There is some hypnotic pulse, a muted resonance sourced from another place which directs you, unwittingly, through endless rows of interspersed trees and over their vast network of exposed roots. At some point, after an uncertain amount of time has passed and an unknowable distance has been crossed, you notice the enclosing trees have changed almost imperceptibly – or perhaps it is simply your perception itself that has changed. What seemed so regal and towering, and which were coated almost entirely with such thick, vibrant layers of moss, have been at once stripped of any prowess or color they previously held. A new collective, thinned wisps of their former selves, replace them; columns of lifeless bark rooted throughout the surrounding area, held upright only by some unseen presence.
The wind would begin to change its tune too, its stillness becoming one of uncertainty rather than tranquility, only occasionally kicking up to whisper faint echoes and leave the mind with dark, indelible thoughts. This uncertainty is central to everything, it seems.
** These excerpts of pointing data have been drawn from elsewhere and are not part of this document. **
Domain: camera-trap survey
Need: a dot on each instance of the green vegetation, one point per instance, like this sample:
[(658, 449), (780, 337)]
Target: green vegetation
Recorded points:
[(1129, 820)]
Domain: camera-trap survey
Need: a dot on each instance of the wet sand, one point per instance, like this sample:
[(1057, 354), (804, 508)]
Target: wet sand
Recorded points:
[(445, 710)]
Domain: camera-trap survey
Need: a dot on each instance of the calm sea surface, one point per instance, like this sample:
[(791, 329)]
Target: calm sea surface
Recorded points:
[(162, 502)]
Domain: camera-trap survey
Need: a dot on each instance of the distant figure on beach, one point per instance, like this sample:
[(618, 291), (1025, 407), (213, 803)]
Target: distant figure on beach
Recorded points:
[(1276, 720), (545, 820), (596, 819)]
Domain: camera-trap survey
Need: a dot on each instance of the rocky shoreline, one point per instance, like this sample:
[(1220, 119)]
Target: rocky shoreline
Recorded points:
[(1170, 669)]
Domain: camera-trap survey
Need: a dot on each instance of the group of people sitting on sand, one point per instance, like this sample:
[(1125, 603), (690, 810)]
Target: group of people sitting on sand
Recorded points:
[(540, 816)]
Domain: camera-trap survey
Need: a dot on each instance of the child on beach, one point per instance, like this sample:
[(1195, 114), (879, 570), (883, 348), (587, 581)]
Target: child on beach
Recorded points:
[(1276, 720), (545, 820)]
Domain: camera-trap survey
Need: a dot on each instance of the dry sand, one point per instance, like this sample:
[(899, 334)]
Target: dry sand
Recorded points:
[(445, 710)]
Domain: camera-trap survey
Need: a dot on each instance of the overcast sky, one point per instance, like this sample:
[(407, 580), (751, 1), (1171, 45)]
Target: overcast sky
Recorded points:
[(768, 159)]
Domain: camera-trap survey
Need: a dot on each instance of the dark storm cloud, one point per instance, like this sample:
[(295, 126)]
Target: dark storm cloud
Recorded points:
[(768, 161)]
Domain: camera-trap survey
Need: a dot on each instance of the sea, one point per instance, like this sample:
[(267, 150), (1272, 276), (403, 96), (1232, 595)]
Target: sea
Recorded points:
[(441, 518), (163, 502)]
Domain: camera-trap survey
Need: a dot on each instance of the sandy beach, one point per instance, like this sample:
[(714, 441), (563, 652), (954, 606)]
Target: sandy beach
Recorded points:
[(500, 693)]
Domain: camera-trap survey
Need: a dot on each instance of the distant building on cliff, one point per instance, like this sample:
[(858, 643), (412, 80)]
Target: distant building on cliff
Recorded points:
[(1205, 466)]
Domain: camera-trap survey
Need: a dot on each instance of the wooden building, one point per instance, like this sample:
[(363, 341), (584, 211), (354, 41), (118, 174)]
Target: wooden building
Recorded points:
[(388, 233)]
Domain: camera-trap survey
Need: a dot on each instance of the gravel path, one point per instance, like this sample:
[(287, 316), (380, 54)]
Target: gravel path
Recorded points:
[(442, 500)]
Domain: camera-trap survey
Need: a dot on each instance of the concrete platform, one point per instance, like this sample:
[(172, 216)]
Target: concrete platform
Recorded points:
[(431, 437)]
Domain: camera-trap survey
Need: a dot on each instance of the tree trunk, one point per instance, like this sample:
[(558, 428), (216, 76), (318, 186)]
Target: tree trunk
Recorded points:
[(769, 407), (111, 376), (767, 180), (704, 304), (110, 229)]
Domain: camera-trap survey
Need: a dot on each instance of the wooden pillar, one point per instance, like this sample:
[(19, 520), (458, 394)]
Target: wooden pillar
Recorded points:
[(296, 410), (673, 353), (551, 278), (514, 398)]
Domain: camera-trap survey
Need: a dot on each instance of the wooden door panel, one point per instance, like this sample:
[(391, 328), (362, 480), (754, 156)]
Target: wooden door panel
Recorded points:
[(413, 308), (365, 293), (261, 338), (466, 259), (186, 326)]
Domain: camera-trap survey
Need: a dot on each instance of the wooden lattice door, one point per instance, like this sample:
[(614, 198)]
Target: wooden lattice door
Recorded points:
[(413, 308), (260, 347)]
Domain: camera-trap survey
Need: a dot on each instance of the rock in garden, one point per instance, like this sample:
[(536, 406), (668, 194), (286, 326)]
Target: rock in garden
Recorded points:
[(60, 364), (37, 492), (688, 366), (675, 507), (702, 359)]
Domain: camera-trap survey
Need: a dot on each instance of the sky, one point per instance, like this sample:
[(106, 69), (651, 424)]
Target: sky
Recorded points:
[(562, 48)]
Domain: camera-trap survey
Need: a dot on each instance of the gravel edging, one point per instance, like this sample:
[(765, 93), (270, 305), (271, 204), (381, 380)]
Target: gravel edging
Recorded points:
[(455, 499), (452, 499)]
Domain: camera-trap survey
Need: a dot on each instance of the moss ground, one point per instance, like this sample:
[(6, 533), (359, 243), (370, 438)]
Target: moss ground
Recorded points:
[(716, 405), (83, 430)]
The squish of repeated steps would switch to the dry crunch of twigs underfoot, the pulse which welcomed and guided you further along would become unnerving, and the moonlight filtering through the treeline would gradually shift in intensity and hue, digging under your skin as it makes contact and bringing the cold of night in with it. Despite this, all these things, unfolding slowly and intermittently, back and forth, and with no explanation or logic, continue without raising any question or concern, and are instead met with vacuous acceptance. Left, right, left, right…
Lost in a Sea of Trees is, well, just that – it’s lost in the densely padded beats which power its mysterious pulse, in its natural soundscapes of gusting winds and twinkling stars, in its peculiar morphing of tone, from mystifying to menacing to mystifying again, each time wiping the slate cleaner than before. Yet for all its confused, meandering tendencies, its lush aesthetic is so immersive, so convincing, that its call to the dream is never interrupted, constant in its calming mesmerism until its sound eventually becomes a distant footnote, unannounced and unnoticed.